“A thousand million thousand ports, Tintin arrives in Montreal! »

“A thousand million thousand ports, Tintin arrives in Montreal! »
“A thousand million thousand ports, Tintin arrives in Montreal! »

Since last October 4, the most famous Belgian reporter has been rewarded, within the four walls of the Arsenal contemporary art, with an immersive art experience in the name of Tintin, l’aventure immersive. The installations and the key work created using ingenious projections admirably honor the immense legacy left by Brussels cartoonist Georges Remi, alias Hergé.

Two introductory rooms welcome visitors after they have passed through the door of the Arsenal. The decor reminiscent of the volume We walked on the Moon and the mosaic of album covers in the series in all languages ​​turn out to be nice, but nothing more. It is quickly understood that Tintin, l’aventure immersive is fundamentally not intended to be an informative or visually classic exhibition.

It’s the third room that steals the show, in another way.

Adventure is adventure

“Please fans current and lead young neophytes to appreciate the work of Hergé. » This is the mandate of Tintin, l’aventure immersive, detailed by Éric Brouillet, president of the VIBRANT Marketing studio which participated in the North American adaptation of the immersive art experience. The exhibition has already traveled across Europe in 2023 and 2024, and has brought together nearly a million visitors to the Old Continent.

Tintin, l’aventure immersive is constructed in six chapters drawing from Hergé’s 24 albums written between 1929 and the 1980s. Projections are seen on the four walls and on the floor of the immense room of several hundred square meters. The more the minutes go by, the more the desire to look everywhere and move around becomes felt, proof of the rich subtleties present in immersive art. Accompanied by Tintin and Snowy, but also Captain Haddock, Professor Tournesol and inspectors Dupont and Dupond, the public travels to Sydney, Tibet, the fictional republic of Syldavia and even on the surface of the Moon.

By omitting the few speech bubbles visible here and there, Tintin, l’aventure immersive manages to tell a coherent story without really respecting the chronology of the volumes, or without the audience even hearing a single sentence spoken by the characters, simply with the magic of visual arts.

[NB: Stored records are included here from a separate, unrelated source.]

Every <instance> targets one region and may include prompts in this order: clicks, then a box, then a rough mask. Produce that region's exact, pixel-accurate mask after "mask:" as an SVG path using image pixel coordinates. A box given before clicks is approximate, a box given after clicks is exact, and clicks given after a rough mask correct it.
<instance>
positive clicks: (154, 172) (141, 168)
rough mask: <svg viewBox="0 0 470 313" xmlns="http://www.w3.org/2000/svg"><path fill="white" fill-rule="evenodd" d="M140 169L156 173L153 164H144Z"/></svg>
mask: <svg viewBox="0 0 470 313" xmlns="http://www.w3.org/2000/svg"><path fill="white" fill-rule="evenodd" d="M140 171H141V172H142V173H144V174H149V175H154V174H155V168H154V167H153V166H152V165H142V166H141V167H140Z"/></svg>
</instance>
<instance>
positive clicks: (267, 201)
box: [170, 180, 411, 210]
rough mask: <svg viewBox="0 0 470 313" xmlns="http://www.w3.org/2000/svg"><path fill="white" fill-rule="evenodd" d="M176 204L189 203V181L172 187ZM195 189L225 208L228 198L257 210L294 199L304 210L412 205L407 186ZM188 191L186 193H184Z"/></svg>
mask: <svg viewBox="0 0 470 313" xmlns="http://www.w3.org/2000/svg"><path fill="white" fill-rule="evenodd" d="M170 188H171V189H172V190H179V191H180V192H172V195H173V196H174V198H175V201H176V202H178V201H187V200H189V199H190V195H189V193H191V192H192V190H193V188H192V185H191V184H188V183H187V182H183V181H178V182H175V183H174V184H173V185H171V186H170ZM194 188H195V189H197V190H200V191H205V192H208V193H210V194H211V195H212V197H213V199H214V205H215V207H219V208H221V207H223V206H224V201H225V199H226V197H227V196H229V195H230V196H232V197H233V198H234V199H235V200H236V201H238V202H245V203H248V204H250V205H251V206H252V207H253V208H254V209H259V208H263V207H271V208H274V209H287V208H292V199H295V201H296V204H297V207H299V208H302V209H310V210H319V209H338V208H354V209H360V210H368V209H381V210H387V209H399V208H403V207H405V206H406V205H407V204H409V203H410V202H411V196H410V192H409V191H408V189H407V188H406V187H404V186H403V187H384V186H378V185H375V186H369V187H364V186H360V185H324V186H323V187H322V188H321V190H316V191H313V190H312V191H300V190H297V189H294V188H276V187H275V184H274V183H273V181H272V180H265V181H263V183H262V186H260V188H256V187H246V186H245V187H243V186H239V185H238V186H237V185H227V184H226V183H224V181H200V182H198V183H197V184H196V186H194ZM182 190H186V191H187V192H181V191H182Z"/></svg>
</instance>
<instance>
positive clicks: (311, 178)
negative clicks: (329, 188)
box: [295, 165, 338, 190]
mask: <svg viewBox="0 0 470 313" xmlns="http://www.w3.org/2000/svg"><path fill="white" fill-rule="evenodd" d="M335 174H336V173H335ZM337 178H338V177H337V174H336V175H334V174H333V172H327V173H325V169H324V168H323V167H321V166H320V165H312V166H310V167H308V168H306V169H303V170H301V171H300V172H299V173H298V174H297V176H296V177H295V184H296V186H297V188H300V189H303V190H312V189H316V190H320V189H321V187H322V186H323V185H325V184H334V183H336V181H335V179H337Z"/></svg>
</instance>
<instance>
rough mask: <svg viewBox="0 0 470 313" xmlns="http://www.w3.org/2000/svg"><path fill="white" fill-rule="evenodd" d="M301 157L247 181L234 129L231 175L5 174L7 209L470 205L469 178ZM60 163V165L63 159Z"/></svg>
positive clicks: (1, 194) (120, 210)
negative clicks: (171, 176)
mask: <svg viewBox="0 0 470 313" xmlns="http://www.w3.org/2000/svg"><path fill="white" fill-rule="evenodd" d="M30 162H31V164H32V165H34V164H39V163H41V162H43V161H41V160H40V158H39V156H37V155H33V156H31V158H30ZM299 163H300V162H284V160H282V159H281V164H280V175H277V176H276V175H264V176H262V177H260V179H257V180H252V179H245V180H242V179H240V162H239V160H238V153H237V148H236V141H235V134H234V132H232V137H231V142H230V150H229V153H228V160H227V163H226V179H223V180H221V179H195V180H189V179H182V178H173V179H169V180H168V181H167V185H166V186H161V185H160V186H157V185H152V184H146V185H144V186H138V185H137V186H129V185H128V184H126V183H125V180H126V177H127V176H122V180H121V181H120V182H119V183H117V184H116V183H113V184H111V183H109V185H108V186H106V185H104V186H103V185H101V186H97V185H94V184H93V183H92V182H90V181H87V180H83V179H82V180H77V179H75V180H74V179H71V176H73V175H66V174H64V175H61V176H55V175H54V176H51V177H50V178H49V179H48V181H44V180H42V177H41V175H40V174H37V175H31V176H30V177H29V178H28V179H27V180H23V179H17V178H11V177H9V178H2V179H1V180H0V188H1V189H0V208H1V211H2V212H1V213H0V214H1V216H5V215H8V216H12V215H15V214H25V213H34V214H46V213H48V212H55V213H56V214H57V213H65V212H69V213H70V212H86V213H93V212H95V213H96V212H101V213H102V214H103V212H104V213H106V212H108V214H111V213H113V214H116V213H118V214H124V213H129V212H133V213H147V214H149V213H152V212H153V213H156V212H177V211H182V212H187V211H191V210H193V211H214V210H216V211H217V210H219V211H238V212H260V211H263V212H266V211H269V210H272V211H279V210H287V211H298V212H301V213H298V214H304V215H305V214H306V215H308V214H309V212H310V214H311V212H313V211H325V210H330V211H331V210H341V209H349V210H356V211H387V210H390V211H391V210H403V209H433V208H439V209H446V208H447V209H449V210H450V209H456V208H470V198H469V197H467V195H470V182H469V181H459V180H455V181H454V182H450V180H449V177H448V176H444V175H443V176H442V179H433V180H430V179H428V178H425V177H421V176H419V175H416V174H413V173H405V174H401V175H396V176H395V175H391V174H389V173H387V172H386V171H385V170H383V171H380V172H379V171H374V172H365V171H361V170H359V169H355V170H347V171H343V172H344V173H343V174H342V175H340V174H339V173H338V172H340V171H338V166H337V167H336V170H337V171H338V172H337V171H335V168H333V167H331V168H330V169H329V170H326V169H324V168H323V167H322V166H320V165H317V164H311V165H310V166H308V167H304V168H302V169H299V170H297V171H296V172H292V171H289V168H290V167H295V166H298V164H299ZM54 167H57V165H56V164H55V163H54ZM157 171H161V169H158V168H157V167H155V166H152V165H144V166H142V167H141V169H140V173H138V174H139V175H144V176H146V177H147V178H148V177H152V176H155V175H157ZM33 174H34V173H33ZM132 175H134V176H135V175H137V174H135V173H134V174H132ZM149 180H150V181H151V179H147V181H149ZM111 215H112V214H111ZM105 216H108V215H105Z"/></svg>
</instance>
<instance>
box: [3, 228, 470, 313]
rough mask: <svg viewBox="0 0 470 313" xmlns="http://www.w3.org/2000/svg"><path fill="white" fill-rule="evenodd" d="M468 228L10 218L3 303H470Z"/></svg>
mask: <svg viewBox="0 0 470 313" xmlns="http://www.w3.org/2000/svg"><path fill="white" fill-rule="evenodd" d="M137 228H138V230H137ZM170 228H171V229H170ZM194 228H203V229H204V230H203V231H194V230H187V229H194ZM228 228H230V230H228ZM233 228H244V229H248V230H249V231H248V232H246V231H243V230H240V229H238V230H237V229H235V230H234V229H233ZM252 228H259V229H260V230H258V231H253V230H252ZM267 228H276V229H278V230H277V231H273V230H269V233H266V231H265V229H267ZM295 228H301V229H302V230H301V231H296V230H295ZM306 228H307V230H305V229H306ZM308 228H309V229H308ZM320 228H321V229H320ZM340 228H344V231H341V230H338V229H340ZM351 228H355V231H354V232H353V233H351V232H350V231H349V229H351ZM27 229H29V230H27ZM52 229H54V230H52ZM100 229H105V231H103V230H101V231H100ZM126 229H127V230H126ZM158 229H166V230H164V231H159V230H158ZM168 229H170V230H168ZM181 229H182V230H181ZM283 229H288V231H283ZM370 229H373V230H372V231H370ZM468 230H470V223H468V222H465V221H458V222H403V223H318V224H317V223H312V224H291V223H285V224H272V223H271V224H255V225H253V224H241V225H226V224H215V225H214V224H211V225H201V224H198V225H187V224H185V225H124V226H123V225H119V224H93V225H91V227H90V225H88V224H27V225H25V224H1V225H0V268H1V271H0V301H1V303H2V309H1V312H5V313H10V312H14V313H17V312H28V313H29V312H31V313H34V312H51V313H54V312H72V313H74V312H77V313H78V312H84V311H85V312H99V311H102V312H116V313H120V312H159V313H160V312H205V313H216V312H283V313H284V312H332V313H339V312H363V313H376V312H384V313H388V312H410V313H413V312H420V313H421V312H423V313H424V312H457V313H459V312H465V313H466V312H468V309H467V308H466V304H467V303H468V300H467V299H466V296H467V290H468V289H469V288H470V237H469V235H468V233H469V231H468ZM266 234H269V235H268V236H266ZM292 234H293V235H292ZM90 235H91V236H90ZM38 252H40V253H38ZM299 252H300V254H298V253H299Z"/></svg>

The speakers in the room broadcast songs during the exhibition “that Hergé liked to listen to,” Mr. Brouillet had announced earlier. Suffice it to say that the Belgian cartoonist had excellent musical tastes, because the public is treated to pieces by David Bowie, Iggy Pop, the Beatles and Pink Floyd. The musical worlds fit perfectly with the visual worlds and make the moment all the more pleasant. Hats off to the instigators of the exhibition for paying the royalties of such significant artists.

It’s a shame, however, not to have heard the theme from the animated series – composed by Ray Parker and Tom Szczesniak – in the playlist, for an even more nostalgic experience.

After a full forty minutes which seems to have lasted only five, the projections on the walls give way to Hergé’s famous “blue pages”, synonymous with the end of the immersive experience.

Tintin is not just a children’s comic strip led by almost caricatured characters. Tintin is the reflection of a bygone century. It is, in 62 pages per album, the incarnation of the Western values ​​of yesteryear and this sometimes too limited vision of a vast and different world. From American madness of grandeur to the setbacks of European colonialism, including the space race and the history of political tensions between the wars.

It’s all there.

A masterpiece like the 24 volumes of Adventures of Tintinit does not deteriorate, it ages like a good wine. And as long as cultural objects like Tintin, l’aventure immersive will continue to flourish almost 100 years after the first sketches of the intrepid Brussels native, we will be toasting the vintage for a long time to come.